Question

Figure shows a circular wheel of radius 10 cm whose upper half is made of iron and lower half of wood. The two junctions are joined by an iron rod. Uniform magnetic fields $B = 2\times 10^{-4} T$ exist in space shown. The wheel is set in pure rolling. If it takes 2 s for the iron part to come down and wooden part to go up, then the average induced emf during this period is:

$\text{A.}\quad 1.57 \times 10^{-6} V$
$\text{B.}\quad 1.5 \times 10^{-7} V$
$\text{C.}\quad 15.7 \times 10^{-6} V$
$\text{D.}\quad 1.55 \times 10^{-8} V$

Answer 1

According to Faraday’s law, if there is a change in flux in a coil, it will produce or generate an E.M.F. in the coil. According to Lenz law, the change in magnetic field is opposed in such a manner that the current inside the coil will resist the magnetic field by flowing in a particular direction.
Formula used:
$\phi = BA,|\ E| = \dfrac{d\phi}{dt}$

Complete answer:
As wood is an insulator, thus when the wood part is going into the magnetic field, no current will flow through the wooden frame, due to its higher resistance. Now that we know only through iron frames, the current will flow, thus we can say that the flux is changing continuously because the area in contact with the field is changing continuously. Hence using Faraday’s law, the emf generated will be:
$E = \dfrac{d\phi}{dt}$ [For magnitude only]
Also $\phi = BA$
Hence differentiating the flux equation wrt time, we get;
$E = \dfrac{d(BA)}{dt} = B\dfrac{dA}{dt}$
Hence it will only depend upon the rate of change of area.
Now, let a conducting frame of the shape of a semicircle enter a region of uniform magnetic field (above the blue line as shown in the figure).

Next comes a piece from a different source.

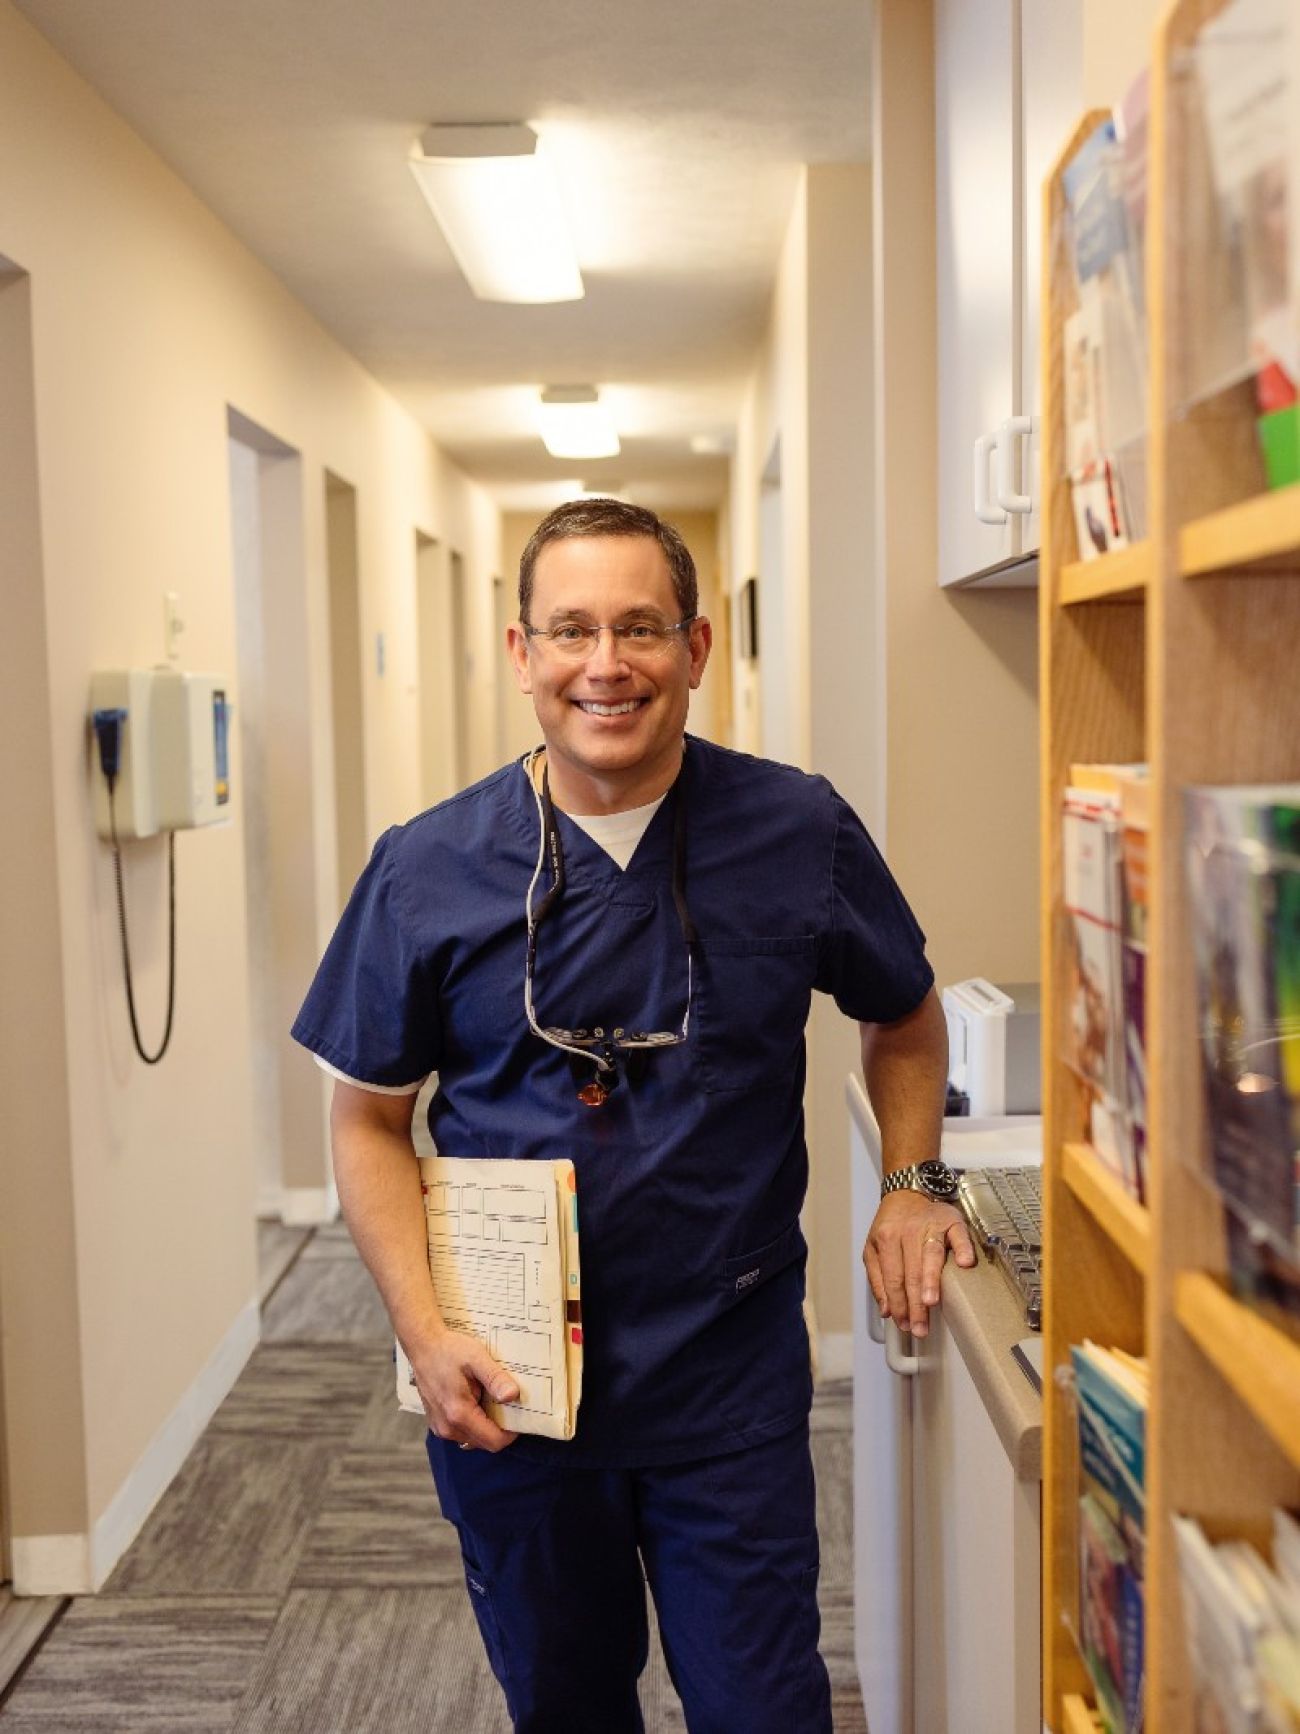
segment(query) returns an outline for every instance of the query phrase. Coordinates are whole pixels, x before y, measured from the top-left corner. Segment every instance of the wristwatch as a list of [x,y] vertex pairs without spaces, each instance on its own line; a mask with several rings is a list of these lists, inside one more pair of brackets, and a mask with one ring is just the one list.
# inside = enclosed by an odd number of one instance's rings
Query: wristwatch
[[889,1192],[923,1192],[927,1198],[936,1199],[940,1204],[955,1204],[960,1179],[957,1169],[950,1168],[936,1157],[929,1162],[916,1162],[910,1168],[895,1168],[892,1174],[886,1174],[880,1182],[880,1196],[883,1198]]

Let at an instant, it makes an angle$\alpha$with the magnetic field. Hence the area entered the magnetic field is given by:
$A = \dfrac12 \alpha r^2$
But $E = \dfrac{BdA}{dt}$
Thus$\dfrac{dA}{dt} = \dfrac12 \dfrac{d\alpha}{dt}r^2 = \dfrac{1 }{2}\omega r^2$, where $\omega$ is the angular velocity at that instant.
Also given that it takes 2 s for the iron part to come down and wooden part to go up, hence the loop turns by $\pi$ radian in 2 s.
Hence the angular velocity of loop is $\dfrac{\pi}{2}rad \ s^{-1}$
Thus $\dfrac{dA}{dt} = \dfrac{1}{2} \times \dfrac{\pi}{2} \times r^2$
Hence $E = \dfrac{BdA}{dt}$
$E = \dfrac{\pi Br^2}{4}$
Hence putting values of magnetic field and radius, we get;
$E = \dfrac{3.14 (2\times 10^{-4})(0.1)^2}{4} = 1.57\times 10^{-6} V$

So, the correct answer is “Option A”.

Note:
In the question, we are asked to find the average E.M.F, why so? This is because according to Lenz law, whenever there is a change in magnetic flux, the body or loop will oppose the change. Hence the angular velocity of the loop must decrease with time. But since we didn’t consider this effect, the value is approximate.